Kozer, E, Lotem, Z, Elgarushe, M, Torgovicky, R, Cohen, R, Cohen, HA, Berkovitch, M
Pediatrics. 2012;(2):e285-90
Abstract
BACKGROUND Infections with viruses causing upper respiratory tract infection (URI) are associated with increased leukotriene levels in the upper airways. Montelukast, a selective leukotriene-receptor antagonist, is an effective treatment of asthma and allergic rhinitis. OBJECTIVE To determine whether prophylactic treatment with montelukast reduces the incidence and severity of URI in children. METHODS A randomized, double-blind, placebo-controlled study was performed in 3 primary care pediatric ambulatory clinics in Israel. Healthy children aged 1 to 5 years were randomly assigned in a 1:1 ratio to receive 12-week treatment with 4 mg oral montelukast or look-alike placebo. Patients were excluded if they had a previous history of reactive airway disease. A study coordinator contacted the parents by phone once a week to obtain information regarding the occurrence of acute respiratory episodes. The parents received a diary card to record any acute symptoms of URI. The primary outcome measure was the number of URI episodes. RESULTS Three hundred children were recruited and randomly assigned into montelukast (n = 153) or placebo (n = 147) groups.
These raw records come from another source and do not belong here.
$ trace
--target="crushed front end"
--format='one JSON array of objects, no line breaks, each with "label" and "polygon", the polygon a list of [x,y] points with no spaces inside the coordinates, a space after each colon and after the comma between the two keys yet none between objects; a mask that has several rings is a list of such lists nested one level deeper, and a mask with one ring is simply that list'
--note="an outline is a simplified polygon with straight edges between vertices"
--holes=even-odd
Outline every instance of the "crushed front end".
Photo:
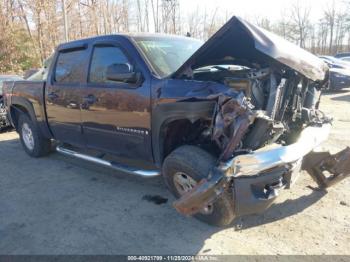
[{"label": "crushed front end", "polygon": [[[287,129],[286,123],[271,121],[263,112],[251,110],[242,98],[240,104],[237,99],[228,99],[224,106],[220,101],[225,99],[218,98],[212,138],[222,146],[221,155],[208,178],[174,203],[180,213],[195,214],[225,191],[233,192],[236,216],[260,213],[276,200],[281,190],[291,187],[301,169],[321,188],[350,175],[350,148],[334,155],[314,151],[327,140],[331,130],[331,120],[321,111],[313,109],[312,120],[304,119],[298,129],[294,126]],[[301,121],[302,114],[299,117]],[[269,126],[268,131],[261,125]],[[278,132],[274,131],[275,125]],[[247,139],[257,129],[264,140],[261,143],[253,140],[256,147],[253,150],[246,146],[250,145]],[[266,136],[266,132],[270,135]]]},{"label": "crushed front end", "polygon": [[[234,42],[238,36],[245,45]],[[228,43],[240,52],[225,53]],[[233,18],[177,75],[228,87],[206,97],[216,101],[210,130],[217,165],[174,203],[180,213],[195,214],[225,191],[233,192],[236,216],[262,212],[301,169],[320,187],[349,176],[350,148],[314,152],[327,140],[332,119],[319,109],[328,68],[312,54]]]},{"label": "crushed front end", "polygon": [[[217,100],[212,140],[221,153],[208,178],[175,202],[180,213],[200,211],[225,190],[233,192],[237,216],[259,213],[282,189],[290,188],[301,169],[320,187],[350,174],[349,148],[335,155],[313,151],[327,140],[331,119],[317,109],[320,92],[315,83],[299,81],[302,83],[297,85],[296,79],[268,81],[271,89],[283,91],[268,96],[269,110],[255,110],[244,92],[231,90],[210,97]],[[277,87],[271,87],[271,82]],[[288,92],[288,88],[297,90]],[[284,101],[285,96],[290,99]],[[273,101],[269,103],[269,99]],[[326,177],[326,171],[330,176]]]}]

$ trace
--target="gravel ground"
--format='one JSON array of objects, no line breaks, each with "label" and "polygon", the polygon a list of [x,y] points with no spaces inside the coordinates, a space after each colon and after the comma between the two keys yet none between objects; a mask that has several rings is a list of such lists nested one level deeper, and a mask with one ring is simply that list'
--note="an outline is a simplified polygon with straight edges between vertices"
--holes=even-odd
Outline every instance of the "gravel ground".
[{"label": "gravel ground", "polygon": [[[333,152],[350,146],[349,106],[349,90],[323,96],[335,119],[324,146]],[[0,134],[0,155],[0,254],[350,255],[350,179],[322,192],[302,173],[264,214],[222,229],[179,215],[161,178],[57,153],[32,159],[15,132]]]}]

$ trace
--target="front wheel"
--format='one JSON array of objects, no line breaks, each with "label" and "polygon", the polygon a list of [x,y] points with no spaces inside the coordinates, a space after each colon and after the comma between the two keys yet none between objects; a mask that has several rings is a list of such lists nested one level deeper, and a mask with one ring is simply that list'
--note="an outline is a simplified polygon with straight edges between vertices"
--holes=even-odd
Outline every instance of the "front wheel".
[{"label": "front wheel", "polygon": [[[162,174],[169,190],[176,198],[180,198],[200,180],[206,178],[214,165],[215,158],[208,152],[186,145],[175,149],[164,160]],[[235,217],[232,194],[225,192],[194,217],[215,226],[231,224]]]},{"label": "front wheel", "polygon": [[31,157],[45,156],[50,152],[50,139],[41,134],[36,124],[26,114],[21,114],[19,117],[18,133],[24,150]]}]

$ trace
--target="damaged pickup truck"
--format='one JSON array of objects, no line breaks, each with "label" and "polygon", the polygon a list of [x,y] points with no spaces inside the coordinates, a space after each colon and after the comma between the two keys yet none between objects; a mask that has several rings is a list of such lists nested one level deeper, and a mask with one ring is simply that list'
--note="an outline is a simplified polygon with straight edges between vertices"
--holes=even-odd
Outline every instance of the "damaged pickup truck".
[{"label": "damaged pickup truck", "polygon": [[233,17],[204,44],[143,34],[61,44],[46,81],[4,92],[30,156],[55,145],[161,174],[180,213],[223,226],[267,209],[301,169],[320,187],[349,175],[349,148],[314,152],[331,128],[318,109],[327,80],[322,60]]}]

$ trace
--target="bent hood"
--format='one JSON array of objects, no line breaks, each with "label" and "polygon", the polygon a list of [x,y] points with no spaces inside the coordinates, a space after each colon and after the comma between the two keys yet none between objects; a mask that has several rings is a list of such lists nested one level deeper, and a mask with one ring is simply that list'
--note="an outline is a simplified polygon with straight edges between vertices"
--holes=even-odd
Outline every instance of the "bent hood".
[{"label": "bent hood", "polygon": [[213,64],[241,64],[260,67],[285,65],[313,81],[326,77],[328,66],[321,59],[239,17],[232,17],[201,46],[173,75]]}]

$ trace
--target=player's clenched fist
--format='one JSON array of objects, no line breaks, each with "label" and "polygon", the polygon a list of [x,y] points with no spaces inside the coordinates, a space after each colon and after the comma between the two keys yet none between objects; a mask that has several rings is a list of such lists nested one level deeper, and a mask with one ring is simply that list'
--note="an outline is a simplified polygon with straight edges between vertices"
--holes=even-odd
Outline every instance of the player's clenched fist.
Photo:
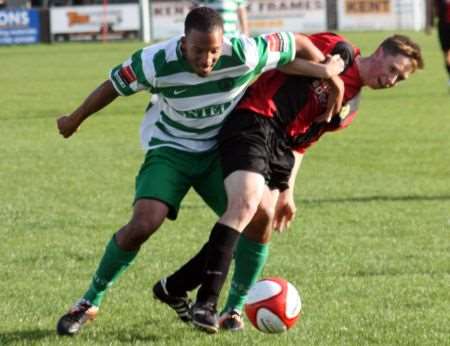
[{"label": "player's clenched fist", "polygon": [[345,68],[344,60],[342,60],[341,56],[338,54],[327,55],[325,65],[330,77],[339,75]]},{"label": "player's clenched fist", "polygon": [[67,115],[64,115],[56,120],[56,126],[58,127],[59,133],[64,138],[72,136],[78,129],[79,125],[80,124],[78,121]]}]

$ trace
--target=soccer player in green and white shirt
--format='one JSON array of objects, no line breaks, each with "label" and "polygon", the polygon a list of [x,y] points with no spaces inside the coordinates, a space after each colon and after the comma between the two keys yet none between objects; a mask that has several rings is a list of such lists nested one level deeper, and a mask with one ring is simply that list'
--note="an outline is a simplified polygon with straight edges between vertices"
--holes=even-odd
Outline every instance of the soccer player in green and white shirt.
[{"label": "soccer player in green and white shirt", "polygon": [[226,37],[249,35],[247,1],[245,0],[194,0],[196,6],[207,6],[220,13]]},{"label": "soccer player in green and white shirt", "polygon": [[[258,75],[291,62],[296,55],[313,61],[324,58],[299,34],[224,40],[220,15],[199,7],[186,17],[184,36],[137,51],[113,68],[110,78],[76,110],[57,120],[59,132],[67,138],[86,118],[119,95],[141,90],[158,95],[141,128],[146,156],[136,178],[133,215],[107,244],[88,290],[58,321],[59,334],[73,335],[95,318],[107,288],[166,217],[176,218],[180,202],[191,187],[218,215],[224,212],[226,197],[215,150],[218,129]],[[342,69],[337,60],[323,65],[296,59],[290,65],[299,73],[317,77],[329,77]],[[226,244],[237,236],[225,233],[219,241]],[[214,272],[215,262],[211,265],[206,269]],[[205,289],[218,295],[225,276],[223,273],[216,278],[219,281],[205,282]],[[182,319],[190,319],[187,297],[160,293],[159,300],[177,309]]]}]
One hundred thirty-one (85.6%) of the children treated with montelukast and 129 (87.7%) of the children treated with placebo completed 12 weeks of treatment. The number of weeks in which URI was reported was 30.4% in children treated with montelukast and 30.7% in children treated with placebo. There was no significant difference in any of the secondary variables between the groups. CONCLUSIONS In preschool-aged children, 12-week treatment with montelukast, compared with placebo, did not reduce the incidence of URI.